A morosidade na publicação dos estudos de Sawre Muybu levou os Munduruku a fazer a autodemarcação de sua terra em 2014, visto que o relatório de identificação dos 178.173 hectares como Terra Indígena já estava pronto para publicação desde 2013, segundo denúncia da ex-presidente da Funai, Maria Augusta Assirati. No final de 2015, o movimento Ipereg recebeu um prêmio da ONU pela iniciativa da autodemarcação.
"É a melhor notícia que nós podíamos receber hoje", comemora Marivelton Baré, da diretoria da Federação das Organizações Indígenas do Rio Negro (Foirn) e da Associação das Comunidades Indígenas do Médio Rio Negro (Acimrn). Segundo ele, a identificação e delimitação da TI Jurubaxi-Téa, nos municípios de Santa Isabel do Rio Negro e Barcelos (AM), era reivindicada pelas comunidades e pelo movimento indígena regional há 22 anos - mas os estudos de identificação só foram iniciados em 2007. Em 2014, a Justiça Federal no Amazonas obrigou a Funai a publicar os estudos de identificação de terras no Médio e Baixo Rio Negro em até dois anos, por conta das invasões e de problemas de acesso à saúde e educação diferenciadas pelas comunidades.
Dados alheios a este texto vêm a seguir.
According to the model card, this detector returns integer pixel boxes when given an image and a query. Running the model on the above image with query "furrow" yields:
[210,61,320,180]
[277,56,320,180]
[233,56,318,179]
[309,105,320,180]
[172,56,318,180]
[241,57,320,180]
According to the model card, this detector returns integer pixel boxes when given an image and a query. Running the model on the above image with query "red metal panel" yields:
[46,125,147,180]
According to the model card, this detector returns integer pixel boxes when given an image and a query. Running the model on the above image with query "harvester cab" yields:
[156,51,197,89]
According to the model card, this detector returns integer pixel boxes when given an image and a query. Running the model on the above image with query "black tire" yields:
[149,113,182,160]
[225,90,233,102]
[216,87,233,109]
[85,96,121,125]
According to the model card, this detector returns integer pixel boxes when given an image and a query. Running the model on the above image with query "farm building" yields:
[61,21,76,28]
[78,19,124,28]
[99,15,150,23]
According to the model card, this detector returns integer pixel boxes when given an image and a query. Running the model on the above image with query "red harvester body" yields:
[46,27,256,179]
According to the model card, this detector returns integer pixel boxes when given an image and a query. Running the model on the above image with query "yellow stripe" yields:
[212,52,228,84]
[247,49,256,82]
Marivelton conta que a morosidade no processo de identificação prejudicou por muito tempo a vida das oito comunidades dos povos Baré, Tukano, Baniwa, Nadöb, Pira-Tapuya, Arapaso, Tariana, Tikuna, Coripaco e Desana, que enfrentam a escassez de pescado e os impactos da pesca comercial, do turismo de pesca esportiva, do garimpo e da extração de madeira e seixo. Segundo Marivelton, a identificação reforça a proteção da área contra as atividades ilegais e pode ser um caminho para a organização das comunidades em torno de iniciativas de geração de renda e gestão territorial: "É garantido, é por direito e foi recebido com bastante alegria e satisfação pelas comunidades e por todos nós. Nós estamos prontos para os processos que ainda faltam, até chegar à homologação".